After setting up a meeting between Sergio, his team and my boss, we had an internal meeting to discuss this “deal.” Without going into details, my presenting this deal to my boss, made him rethink whether I knew what the “you know what” I was doing (regardless, of what I had already accomplished). This action, to him, seemed incredibly out of character as he couldn’t understand how, someone who seemed to be in tuned with the current trends, could present a deal in a space that was not getting funded in the states (and at headquarters) and had just witness spectacular flame outs.
Needless to say, Kio Networks and Sergio Rosengaus have been tremendously successful and recently announced that they’ll be investing over US $120M as they expand their data centers across Latin America. There’s been a lot written in the last few years about the Venture Capitalist herd mentality and here was an example that I experienced first hand. My Latin American bosses at Intel Capital actually thought they were in the driver’s seat and companies that didn’t get funded were losing out. This blinded them to the reality: thinking that way, makes VC’s lose out on a disruptive, counter-intuitive players who would have provided strategic and financial value to the company. Also, instead of listening to my reasons for wanting to present this deal, they were more driven by a desire not to be embarrassed in front of the Investment Committee in Santa Clara, which may have actually approved the deal if allowed to hear the arguments for it.
Now, for the second impressive entrepreneur – this time with a positive outcome for Intel Capital. An incredibly capable and driven CEO named Luis Derechin was at the helm of a web software company focused on the Pharmaceutical sales process. One of the key differentiators was the responsiveness of the software even using a dialup connection – this was the first time I had seen an application that made use of AJAX technologies. I had already seen his demo and his pitch, but what was much more impressive was Luis, his passion and his experience as an entrepreneur.
One day, a number of investors, including myself, heard his pitch and then went into closed doors to discuss what we had heard while Luis and his team waited outside. During the meeting, there were a number of comments about the software, the industry he was attacking and other issues. The general consensus was that though the product was very good, it was attacking a niche market. Also, not everyone found Luis’ type A personality agreeable.

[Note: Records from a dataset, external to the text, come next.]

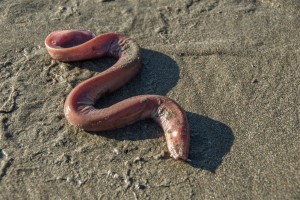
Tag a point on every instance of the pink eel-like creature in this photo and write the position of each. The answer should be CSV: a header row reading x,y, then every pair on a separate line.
x,y
75,45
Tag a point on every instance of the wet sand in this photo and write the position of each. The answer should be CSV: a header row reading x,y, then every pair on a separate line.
x,y
232,65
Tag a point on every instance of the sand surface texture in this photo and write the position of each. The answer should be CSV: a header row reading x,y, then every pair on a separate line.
x,y
233,65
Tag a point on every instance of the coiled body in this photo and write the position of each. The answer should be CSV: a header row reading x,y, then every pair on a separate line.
x,y
75,45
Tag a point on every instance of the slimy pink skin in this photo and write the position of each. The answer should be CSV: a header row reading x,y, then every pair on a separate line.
x,y
75,45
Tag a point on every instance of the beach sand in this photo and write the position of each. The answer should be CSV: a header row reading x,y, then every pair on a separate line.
x,y
233,65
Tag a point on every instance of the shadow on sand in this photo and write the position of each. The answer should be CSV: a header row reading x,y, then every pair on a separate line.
x,y
210,140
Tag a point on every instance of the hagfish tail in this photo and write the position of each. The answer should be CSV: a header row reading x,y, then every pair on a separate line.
x,y
79,108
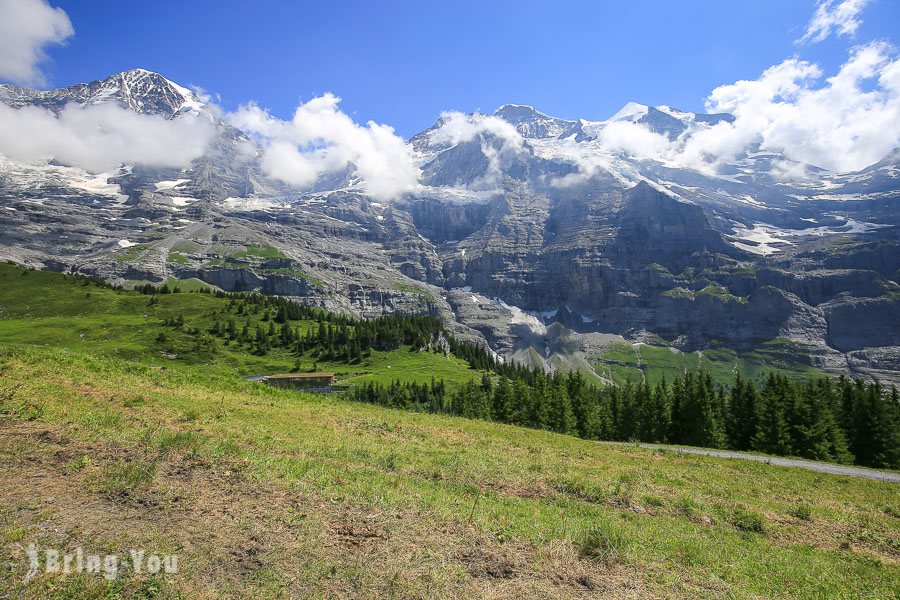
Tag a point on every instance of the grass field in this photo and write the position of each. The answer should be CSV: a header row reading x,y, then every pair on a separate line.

My comment was that what these guys should do was build a tool that would enable other companies to create applications like the one they had created. The other investors in the room agreed that this course had the most promise and we conveyed this message to Luis. Though he wasn’t thrilled at our decision to not invest, he took the advice extremely well and quickly began to implement that specific strategy (he “pivoted” before there was a term for this action).
Needless to say, that company became a great success and continues to innovate by providing tools to create great dashboards and front-ends to corporate apps. He named it JackBe and moved the headquarters to Washington DC. Also, Intel Capital invested in it after I had left Intel. Executing on all of this took amazing skills and persistence. Sergio and Luis, in very different ways are leaders and talented entrepreneurs that I remember extremely well and hope to identify many like them (before they achieve their visions) as I continue down my own road.